Piela-Smith T H, Korn J H
Division of Rheumatic Diseases, Veterans Administration Medical Center, Newington, Connecticut, USA.
Cell Immunol. 1995 Apr 15;162(1):42-8. doi: 10.1006/cimm.1995.1049.
Monoclonal antibodies were developed against human dermal fibroblast cell-surface membranes. Our goal was to find evidence of differential expression of antigens on fibroblast clones derived by limiting dilution. Antibodies were then used to isolate and identify membrane proteins. By sequence analysis of membrane immunoprecipitates, one monoclonal antibody, BR2, was subsequently shown to recognize the enzyme aminopeptidase N (hAPN; EC 3.4.11.2), originally described as a marker for certain hematopoetic cells. We have used biochemical techniques, electron microscopy, flow cytometry, and ELISA to characterize aminopeptidase N expression by human dermal fibroblasts. The presence of abundant aminopeptidase N confers enzymatic properties to human dermal fibroblasts which heretofore have been largely unexplored and suggest that the cellular distribution of aminopeptidase N is wider than originally appreciated.

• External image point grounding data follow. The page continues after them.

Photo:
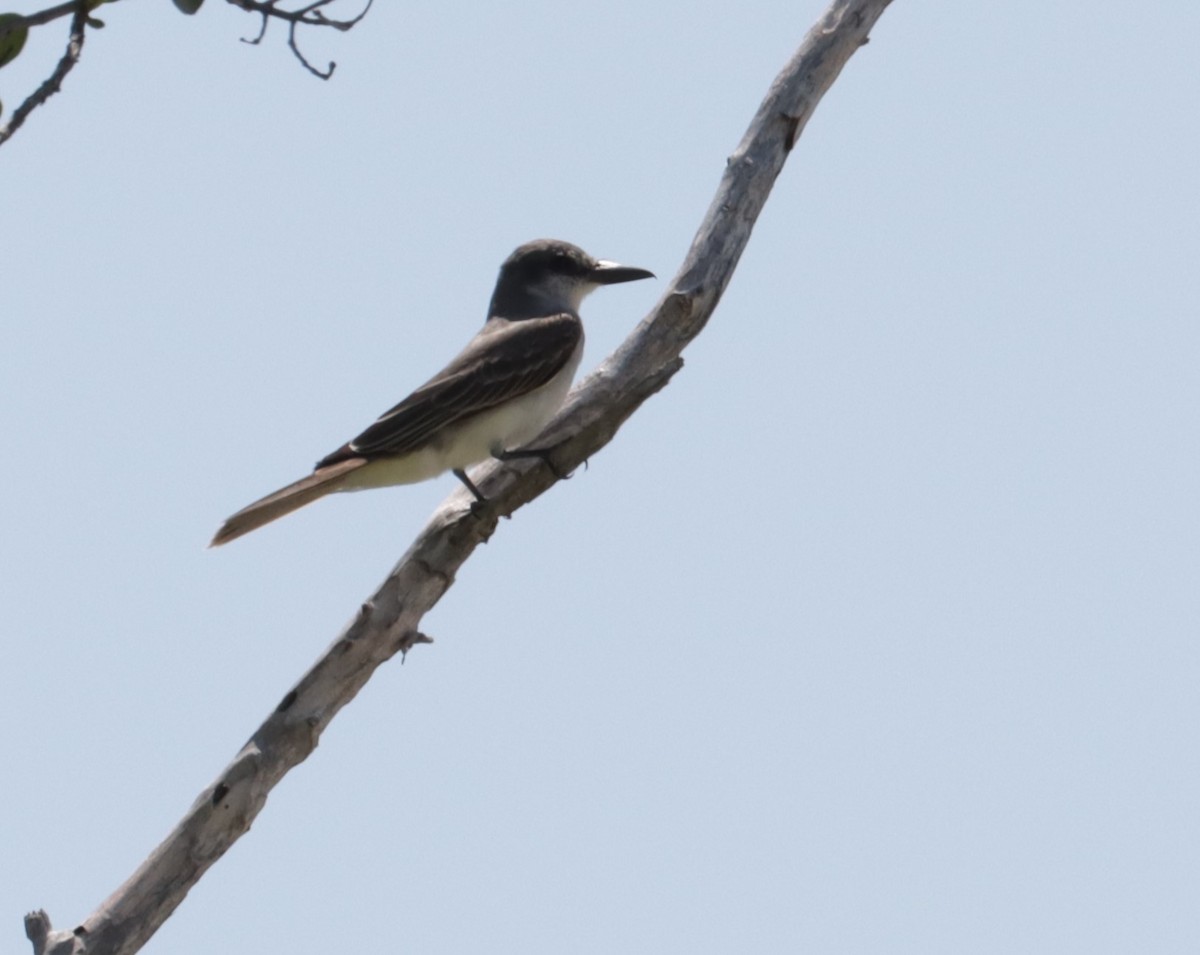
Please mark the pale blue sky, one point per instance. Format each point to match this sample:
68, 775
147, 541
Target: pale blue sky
876, 631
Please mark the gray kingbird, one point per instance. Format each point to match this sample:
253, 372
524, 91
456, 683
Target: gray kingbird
497, 395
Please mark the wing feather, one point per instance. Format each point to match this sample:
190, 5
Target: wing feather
502, 364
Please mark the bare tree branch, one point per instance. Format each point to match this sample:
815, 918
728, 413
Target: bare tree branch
307, 16
389, 622
311, 14
54, 82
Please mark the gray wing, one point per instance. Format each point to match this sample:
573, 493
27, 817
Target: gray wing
498, 366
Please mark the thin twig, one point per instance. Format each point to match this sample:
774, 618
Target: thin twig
54, 82
307, 16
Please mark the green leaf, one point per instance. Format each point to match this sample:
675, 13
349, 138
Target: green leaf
11, 43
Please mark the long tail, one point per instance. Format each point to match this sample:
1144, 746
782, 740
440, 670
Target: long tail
285, 500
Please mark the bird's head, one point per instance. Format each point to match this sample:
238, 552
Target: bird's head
549, 276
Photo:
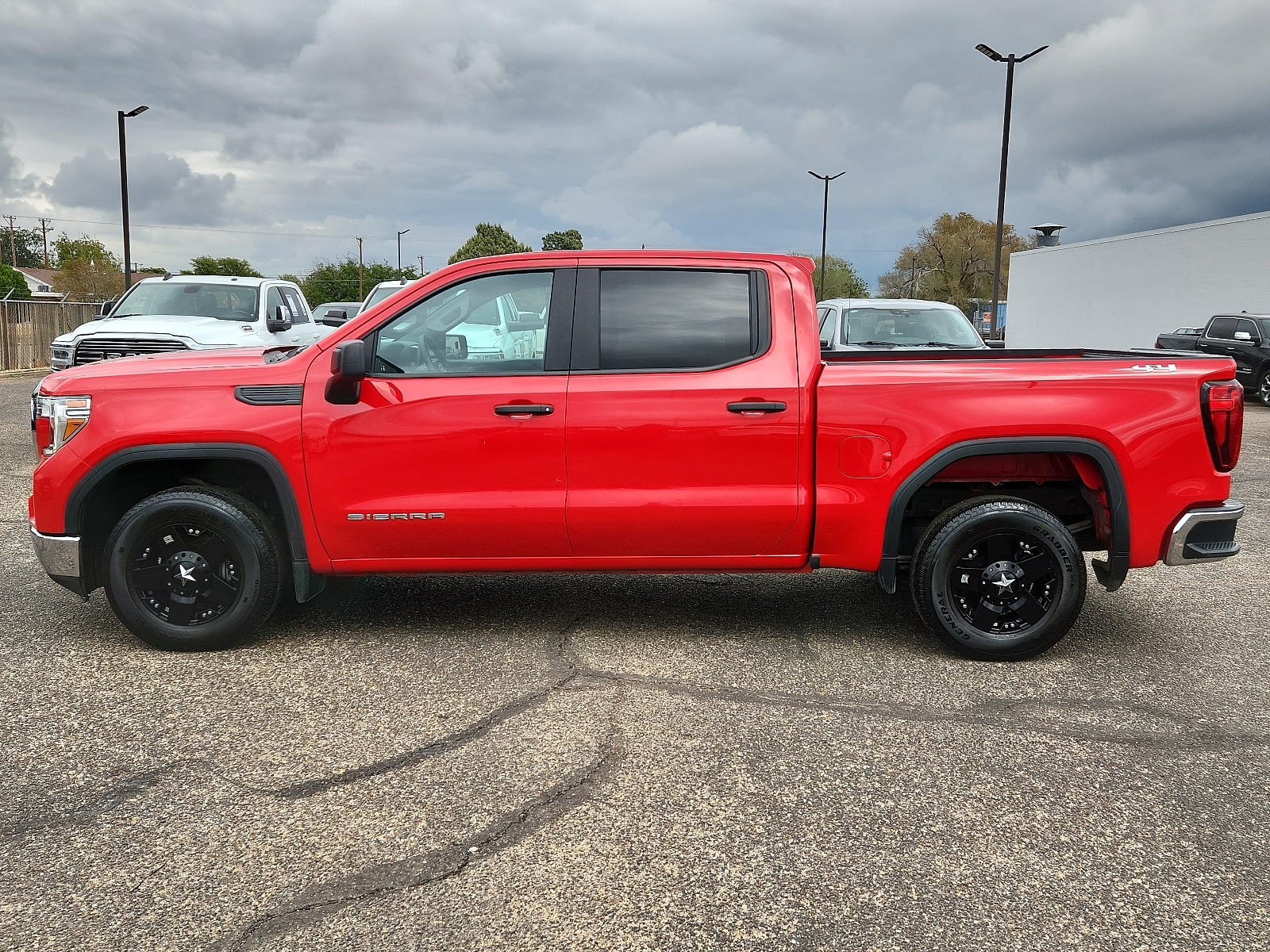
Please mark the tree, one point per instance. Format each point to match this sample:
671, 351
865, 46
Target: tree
840, 281
568, 240
337, 281
13, 285
84, 249
229, 267
489, 240
952, 260
27, 244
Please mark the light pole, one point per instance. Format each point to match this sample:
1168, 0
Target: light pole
1005, 155
825, 224
399, 251
124, 194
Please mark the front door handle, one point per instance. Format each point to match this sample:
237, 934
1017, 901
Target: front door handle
756, 408
524, 409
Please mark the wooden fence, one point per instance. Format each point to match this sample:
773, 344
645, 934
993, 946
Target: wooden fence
27, 328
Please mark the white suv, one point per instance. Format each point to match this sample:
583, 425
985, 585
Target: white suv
192, 313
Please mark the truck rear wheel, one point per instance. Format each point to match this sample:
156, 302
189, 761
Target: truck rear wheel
999, 579
192, 569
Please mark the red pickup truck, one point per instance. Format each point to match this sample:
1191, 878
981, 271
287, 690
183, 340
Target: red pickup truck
656, 412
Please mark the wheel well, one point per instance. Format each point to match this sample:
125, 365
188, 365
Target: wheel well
1068, 486
127, 486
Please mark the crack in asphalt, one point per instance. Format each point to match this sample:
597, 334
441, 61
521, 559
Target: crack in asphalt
446, 862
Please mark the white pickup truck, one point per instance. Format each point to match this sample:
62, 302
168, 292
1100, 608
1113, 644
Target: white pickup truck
192, 313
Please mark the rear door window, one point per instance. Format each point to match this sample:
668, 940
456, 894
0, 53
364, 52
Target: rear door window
668, 321
1222, 328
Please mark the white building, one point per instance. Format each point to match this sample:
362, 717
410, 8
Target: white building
1124, 291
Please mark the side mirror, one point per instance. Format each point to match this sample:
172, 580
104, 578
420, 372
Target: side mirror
529, 321
277, 321
348, 367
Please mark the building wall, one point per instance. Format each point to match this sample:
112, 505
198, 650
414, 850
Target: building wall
1122, 292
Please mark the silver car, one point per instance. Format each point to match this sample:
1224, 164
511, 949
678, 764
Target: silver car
882, 323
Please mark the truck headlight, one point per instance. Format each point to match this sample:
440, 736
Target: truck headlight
54, 420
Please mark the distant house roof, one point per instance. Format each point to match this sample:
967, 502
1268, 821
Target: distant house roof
41, 282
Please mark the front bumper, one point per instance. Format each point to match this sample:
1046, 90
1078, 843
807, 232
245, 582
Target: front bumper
1204, 535
60, 556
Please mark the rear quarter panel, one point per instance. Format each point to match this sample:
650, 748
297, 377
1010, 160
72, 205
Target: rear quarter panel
1149, 419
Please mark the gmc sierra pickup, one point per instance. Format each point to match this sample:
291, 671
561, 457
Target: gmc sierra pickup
675, 416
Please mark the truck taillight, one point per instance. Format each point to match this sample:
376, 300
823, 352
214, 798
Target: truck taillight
1222, 404
55, 419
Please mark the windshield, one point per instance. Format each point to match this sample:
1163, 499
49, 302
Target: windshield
381, 294
228, 302
905, 327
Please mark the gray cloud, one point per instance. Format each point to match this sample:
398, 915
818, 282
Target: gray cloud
686, 122
162, 188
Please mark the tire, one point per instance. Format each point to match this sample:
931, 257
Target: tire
1028, 558
1264, 389
194, 569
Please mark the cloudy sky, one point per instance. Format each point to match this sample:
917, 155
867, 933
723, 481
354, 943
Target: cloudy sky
279, 129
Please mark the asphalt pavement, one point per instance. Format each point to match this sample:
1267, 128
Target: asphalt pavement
637, 763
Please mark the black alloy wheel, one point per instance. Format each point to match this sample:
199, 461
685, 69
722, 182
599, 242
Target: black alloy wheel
186, 575
194, 569
999, 578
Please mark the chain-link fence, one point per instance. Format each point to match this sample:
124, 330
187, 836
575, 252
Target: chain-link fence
27, 328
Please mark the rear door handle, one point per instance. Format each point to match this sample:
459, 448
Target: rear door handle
756, 408
524, 409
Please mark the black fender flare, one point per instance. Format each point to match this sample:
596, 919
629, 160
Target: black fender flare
1110, 573
306, 583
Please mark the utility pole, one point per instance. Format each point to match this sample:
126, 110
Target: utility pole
825, 225
124, 194
13, 247
399, 249
44, 228
1005, 156
361, 295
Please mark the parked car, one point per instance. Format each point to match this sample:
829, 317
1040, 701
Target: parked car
1244, 336
190, 313
872, 323
679, 416
384, 291
336, 313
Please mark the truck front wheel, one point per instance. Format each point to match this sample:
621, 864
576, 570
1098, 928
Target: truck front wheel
999, 579
192, 569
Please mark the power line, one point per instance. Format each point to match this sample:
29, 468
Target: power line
196, 228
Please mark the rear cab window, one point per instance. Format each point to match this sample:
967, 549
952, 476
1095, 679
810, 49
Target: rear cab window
666, 319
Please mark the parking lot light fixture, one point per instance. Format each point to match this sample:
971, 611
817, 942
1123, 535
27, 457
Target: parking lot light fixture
399, 249
1010, 60
825, 224
124, 194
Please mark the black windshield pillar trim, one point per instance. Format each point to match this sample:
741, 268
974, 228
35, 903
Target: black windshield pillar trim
1110, 573
586, 321
559, 343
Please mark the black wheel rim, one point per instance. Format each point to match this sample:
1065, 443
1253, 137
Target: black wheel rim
1005, 584
186, 575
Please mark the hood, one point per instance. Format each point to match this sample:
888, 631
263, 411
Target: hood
201, 330
75, 378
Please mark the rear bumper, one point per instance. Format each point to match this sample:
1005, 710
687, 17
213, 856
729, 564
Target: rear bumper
1204, 535
60, 556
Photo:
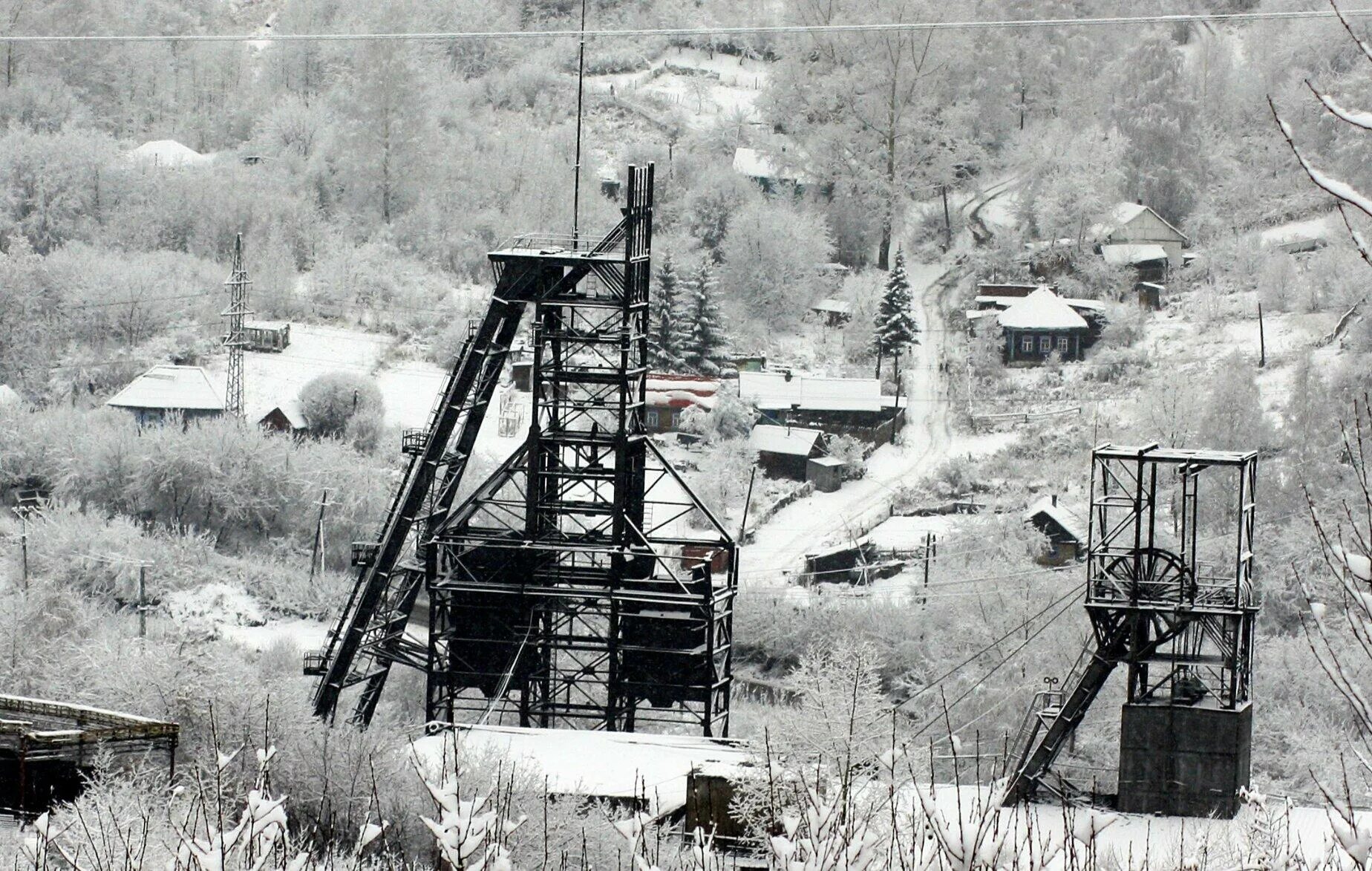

针对人真皮成纤维细胞表面膜开发了单克隆抗体。我们的目标是寻找通过有限稀释获得的成纤维细胞克隆上抗原差异表达的证据。然后使用抗体分离和鉴定膜蛋白。通过对膜免疫沉淀物的序列分析,随后发现一种单克隆抗体BR2可识别氨肽酶N(hAPN;EC 3.4.11.2),该酶最初被描述为某些造血细胞的标志物。我们已使用生化技术、电子显微镜、流式细胞术和酶联免疫吸附测定(ELISA)来表征人真皮成纤维细胞中氨肽酶N的表达。丰富的氨肽酶N的存在赋予人真皮成纤维细胞酶学特性,而这些特性迄今为止在很大程度上尚未被探索,这表明氨肽酶N的细胞分布比最初认为的更广泛。